Detecting Potentially Plagiarized Solutions

Code Similarity is a feature of the Qualified platform that will compare the structure of code content to other solutions in the system. With this feature, newly submitted solutions are compared to existing solutions in the system to determine if any are similar. This comparison reports back a similarity score, as well as some other data that can be used to inform your process.

Solutions which are considered by the platform to be too similar to others will be flagged as a plagiarism risk.

Premium Feature

Code Similarity is a premium feature. If it is not available on your subscription, please reach out to your customer success manager to discuss your options.

What data is tracked?

Let's quickly go over the data that is made available by the Code Similarity feature.

Similarity Score

The similarity score is used to find solutions that are similar in approach, and also for identifying possibly plagiarized solutions. Our implementation is designed to scale to millions of compared solutions. It is not fooled by formatting, naming differences, or by order of operations.
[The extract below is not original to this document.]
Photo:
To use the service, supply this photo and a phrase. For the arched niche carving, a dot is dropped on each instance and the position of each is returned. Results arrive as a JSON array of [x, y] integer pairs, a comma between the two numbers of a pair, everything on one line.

A score of 100 indicates that the code is exactly the same (even though the characters within the different sets of code may actually be different). We consider solutions to be similar to others with any score above 80%, similarity scores below that value are not actively tracked.

Mass Score

The mass score is used to determine how "much stuff" is going on within a candidate's solution. This score takes into account things like operators, functions, regular expressions, etc and calculates a form of complexity that we believe to be more useful than simply using lines of code (LoC).

Risk Detection

While there are other use cases for code similarity, such as simply surfacing similar but not exact solutions when comparing candidate's code to others, the main application of this feature is to detect possible plagiarized solutions. There is no way for Qualified to automatically say for sure that a solution is plagiarized, since the system only determines that code is similar, it doesn't know why the code is similar. However our system will take certain factors into account, such as complexity, to determine a range in which code being similar starts to be considered a risk of being plagiarized. Our system will identity solutions that may be at risk as either "low", "medium" or "high" risk. From there your team can decide if you believe the solutions to in fact be plagiarized.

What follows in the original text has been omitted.